Leach Amanda Jane, Mulholland Edward Kim, Santosham Mathu, Torzillo Paul John, Brown Ngiare Joy, McIntyre Peter, Smith-Vaughan Heidi, Skull Sue, Balloch Anne, Andrews Ross, Carapetis Jonathan, McDonnell Joseph, Krause Vicki, Morris Peter Stanley
Child Health Division, Menzies School of Heath Research, Darwin, Northern Territory, Australia.
Centre for International Child Health, Murdoch Childrens Research Institute, University of Melbourne, Melbourne, Victoria, Australia London School of Hygiene and Tropical Medicine, London, UK.
BMJ Open. 2015 Jan 16;5(1):e007247. doi: 10.1136/bmjopen-2014-007247.
Otitis media (OM) starts within weeks of birth in almost all Indigenous infants living in remote areas of the Northern Territory (NT). OM and associated hearing loss persist from infancy throughout childhood and often into adulthood. Educational and social opportunities are greatly compromised. Pneumococcus and non-typeable Haemophilus influenzae (NTHi) are major OM pathogens that densely colonise the nasopharynx and infect the middle ear from very early in life. Our hypothesis is that compared to current single vaccine schedules, a combination of vaccines starting at 1 month of age, may provide earlier, broadened protection.
This randomised outcome assessor, blinded controlled trial will recruit 425 infants between 28 and 38 days of age and randomly allocate them (1:1:1) to one of three pneumococcal conjugate vaccine (PCV) schedules: Synflorix at 2, 4, 6 months of age, Prevenar13 at 2, 4 and 6 months of age, or an investigational schedule of Synflorix at 1, 2 and 4 months plus Prevenar13 at 6 months of age. The blinded primary outcomes at 7 months of age are immunogenicity of specific vaccine antigens (geometric mean concentration (GMC) and proportion of participants with above threshold GMC of 0.35 µg/L). Secondary outcomes at all timepoints are additional immunogenicity measures and proportion of participants with nasopharyngeal carriage of vaccine-type pneumococci and NTHi, and any OM, including any tympanic membrane perforation. Parental interviews will provide data on common risk factors for OM.
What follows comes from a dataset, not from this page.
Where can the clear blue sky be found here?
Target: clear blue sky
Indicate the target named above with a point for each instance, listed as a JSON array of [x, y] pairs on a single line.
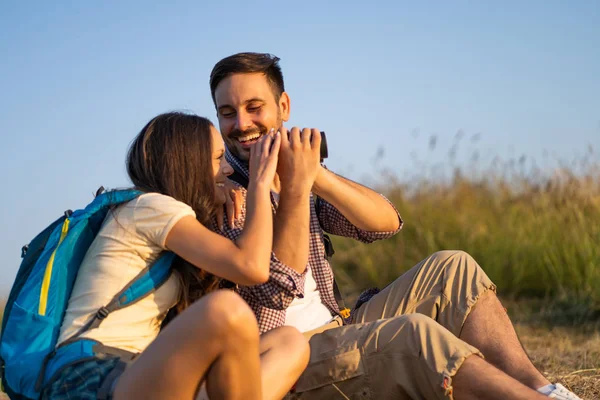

Ethical approval has been obtained from NT Department of Health and Menzies HREC (EC00153), Central Australian HREC (EC00155) and West Australian Aboriginal Health Ethics Committee (WAAHEC- 377-12/2011). Final trial results, data analyses, interpretation and conclusions will be presented in appropriate written and oral formats to parents and guardians, participating communities, local, national and international conferences, and published in peer-reviewed open access journals.
ACTRN12610000544077 and NCT01174849.
几乎所有居住在北领地(NT)偏远地区的原住民婴儿在出生后的几周内就会患上中耳炎(OM)。中耳炎及相关听力损失从婴儿期一直持续到儿童期,甚至常常延续至成年期。这严重损害了他们的教育和社会机会。肺炎球菌和不可分型流感嗜血杆菌(NTHi)是导致中耳炎的主要病原体,它们在鼻咽部大量定植,并在生命早期就感染中耳。我们的假设是,与目前的单一疫苗接种方案相比,从1月龄开始接种联合疫苗可能会提供更早、更广泛的保护。
这项随机、结局评估者设盲的对照试验将招募425名年龄在28至38天之间的婴儿,并将他们随机分配(1:1:1)到三种肺炎球菌结合疫苗(PCV)接种方案中的一种:2、4、6月龄接种葛兰素史克公司生产的Synflorix,2、4、6月龄接种辉瑞公司生产的沛儿13,或1、2、4月龄接种Synflorix并在6月龄接种沛儿13的试验性接种方案。7月龄时的设盲主要结局是特定疫苗抗原的免疫原性(几何平均浓度(GMC)以及GMC高于阈值0.35μg/L的参与者比例)。所有时间点的次要结局是额外的免疫原性指标、疫苗型肺炎球菌和NTHi鼻咽部携带的参与者比例,以及任何中耳炎情况,包括任何鼓膜穿孔。对家长的访谈将提供有关中耳炎常见风险因素的数据。
已获得北领地卫生部和孟席斯人类研究伦理委员会(EC00153)、澳大利亚中部人类研究伦理委员会(EC00155)以及西澳大利亚原住民健康伦理委员会(WAAHEC - 377 - 12/2011)的伦理批准。最终试验结果、数据分析、解读和结论将以适当的书面和口头形式呈现给家长和监护人、参与的社区、地方、国家和国际会议,并发表在同行评审的开放获取期刊上。
ACTRN12610000544077和NCT01174849。